The House Labor & Human Resources Committee took the vote on House Bill 132, sponsored by freshman Rep. Paul Pacheco, R-Albuquerque, following a three-hour hearing. All five Democrats on the panel voted to table the bill while all four Republicans voted to keep it alive.
Following that debate, the committee also tabled HB 161, sponsored by Rep. Bill Rehm, R-Albuquerque. His bill would have repealed the 2003 law.
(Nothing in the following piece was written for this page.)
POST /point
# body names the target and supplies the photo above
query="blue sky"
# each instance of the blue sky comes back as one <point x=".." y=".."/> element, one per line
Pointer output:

Unlike Pacheco's bill, it would have revoked all licenses already granted to illegal immigrants.
But while tabling a bill in committee normally means an issue is dead in a legislative session, that's probably not the case with the driver's license matter, which Martinez has made a key priority of her administration since taking office two years ago.
House Speaker Kenny Martinez, a member of the Labor committee, said during Tuesday's debate that the Legislature should seek a middle ground in solving problems with fraud brought up by Pacheco and Martinez's Tax & Revenue Secretary Demesia Padilla.
Since the beginning of this session, Senate Republican Leader Stuart Ingle of Portales and Sen. John Arthur Smith, D-Deming, have said they are working on a compromise driver's license bill. The governor has indicated she might consider signing such a bill if she can't get a full repeal. Ingle and Smith have said their bill would be based on the Utah law that issues driver's permits to undocumented residents — but not driver's licenses that can be used for identification.
However neither senator has filed a driver's license bill yet.
One possibility is that bill supporters on the House floor could "blast" Pacheco's bill out of the committee for immediate debate by the full House. This happened in 2011 with a similar bill backed by the governor. That bill passed the House but died in the Senate. However since that time, Republicans have lost seats in the House, now controlled by Democrats by a 38-32 margin. It's not clear whether supporters would have the votes to go the "blasting" route.